Carro esportivo Ferrari vermelho modelo clássico exposto em ambiente interno moderno com piso espelhado.

Em 1984, a Ferrari decidiu homenagear o modelo com que conquistou o Mundial de Carros-Esporte em 1957, batizando-o de 250 Testarossa - uma referência às tampas dos comandos de válvulas pintadas de vermelho, ou seja, literalmente, “cabeça vermelha”.
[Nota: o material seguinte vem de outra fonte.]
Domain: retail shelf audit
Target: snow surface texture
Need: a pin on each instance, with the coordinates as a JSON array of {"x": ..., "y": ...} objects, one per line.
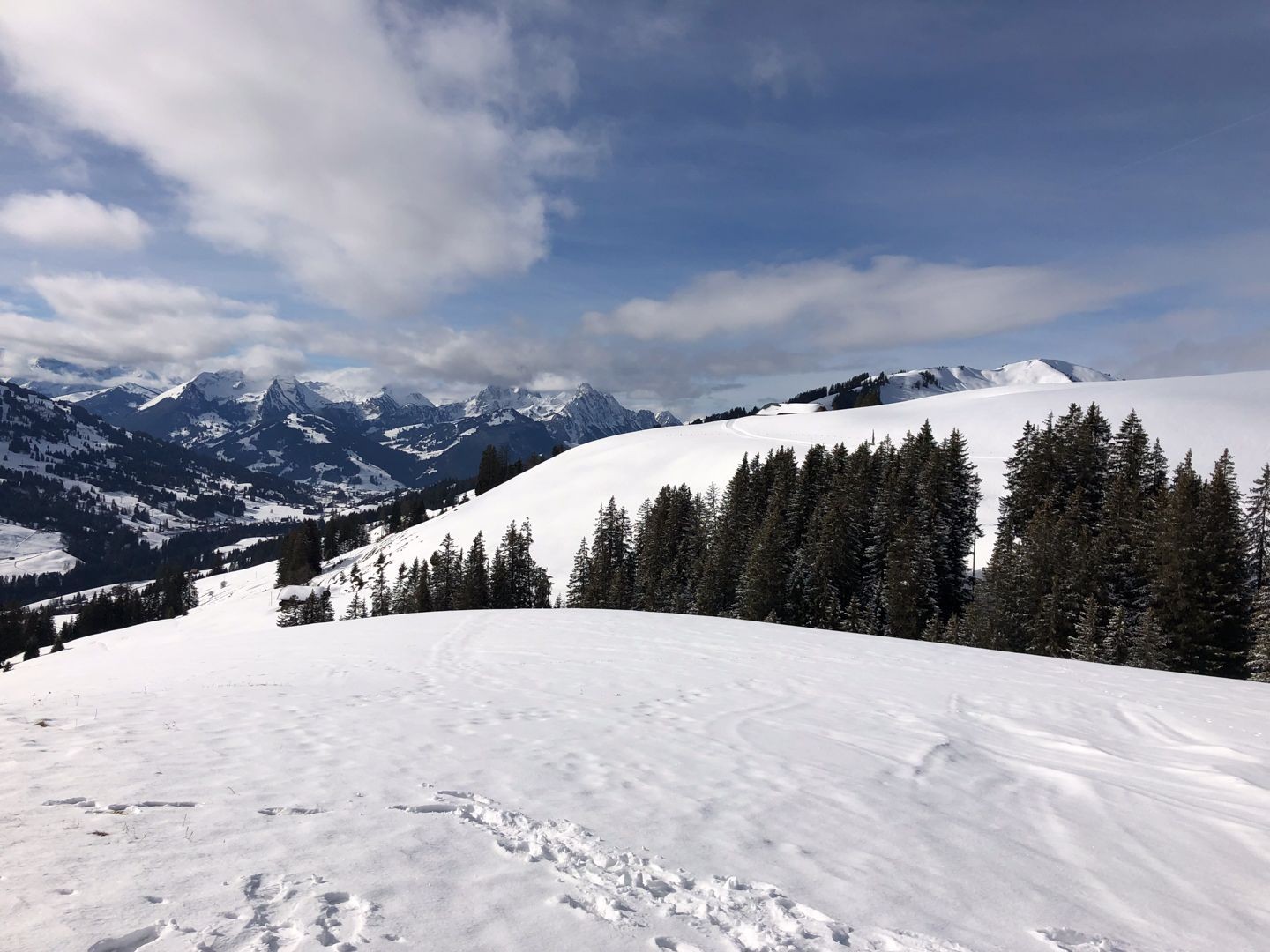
[
  {"x": 562, "y": 495},
  {"x": 617, "y": 781}
]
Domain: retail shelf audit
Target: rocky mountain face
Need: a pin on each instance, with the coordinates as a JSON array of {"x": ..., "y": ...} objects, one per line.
[{"x": 317, "y": 433}]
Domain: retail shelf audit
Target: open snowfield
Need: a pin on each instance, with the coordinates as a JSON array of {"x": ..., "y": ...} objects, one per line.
[
  {"x": 26, "y": 551},
  {"x": 616, "y": 781},
  {"x": 562, "y": 495}
]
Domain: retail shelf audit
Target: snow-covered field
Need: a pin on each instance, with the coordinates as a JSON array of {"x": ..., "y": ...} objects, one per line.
[
  {"x": 26, "y": 551},
  {"x": 603, "y": 781},
  {"x": 562, "y": 495}
]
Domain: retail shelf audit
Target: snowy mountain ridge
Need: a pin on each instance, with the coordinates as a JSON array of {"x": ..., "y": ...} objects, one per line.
[
  {"x": 319, "y": 433},
  {"x": 934, "y": 381},
  {"x": 562, "y": 496},
  {"x": 75, "y": 489}
]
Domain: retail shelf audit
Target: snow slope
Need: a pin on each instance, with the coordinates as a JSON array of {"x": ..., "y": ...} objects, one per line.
[
  {"x": 562, "y": 495},
  {"x": 26, "y": 551},
  {"x": 617, "y": 781},
  {"x": 934, "y": 381}
]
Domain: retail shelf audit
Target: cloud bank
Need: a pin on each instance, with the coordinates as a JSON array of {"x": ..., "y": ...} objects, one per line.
[
  {"x": 377, "y": 159},
  {"x": 891, "y": 301},
  {"x": 61, "y": 219}
]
Ao longo de diferentes evoluções, o cupê de duas portas com motor V12 em posição central-traseira permaneceu em linha até 1996, embora no período final (1992-96) tenha mudado de nome: primeiro 512 TR e, depois, F512M.

Na configuração original, o conjunto era um V12 a 180º com 4,9 litros e 390 cv, suficiente para ir de 0 a 100 km/h em 5,8s e alcançar 290 km/h de velocidade máxima. Hoje, são números que inevitavelmente arrancam um sorriso - mais pela ternura do que pela ironia.

No total, foram produzidas 9439 unidades (7177 Testarossa, 2261 512 TR e 501 512M), o bastante para garantir ao carro um lugar definitivo como mito na história da Ferrari e do automóvel.

O primeiro Testarossa sem 12 cilindros

O nome agora volta ao palco como Ferrari 849 Testarossa, assumindo a posição de sucessor do SF90 Stradale - do qual deriva e que ajuda a explicar várias das suas escolhas técnicas.

Este é o primeiro Testarossa a abandonar o V12. Em vez disso, aproveita do SF90 Stradale o sistema híbrido plug-in, formado por um V8 biturbo e três motores elétricos, além de uma bateria de alta tensão e um inversor.

Sozinho, o V8 biturbo de 4,0 litros entrega 830 cv - 50 cv a mais que o antecessor - e atinge uma potência específica de nada menos que 208 cv/l.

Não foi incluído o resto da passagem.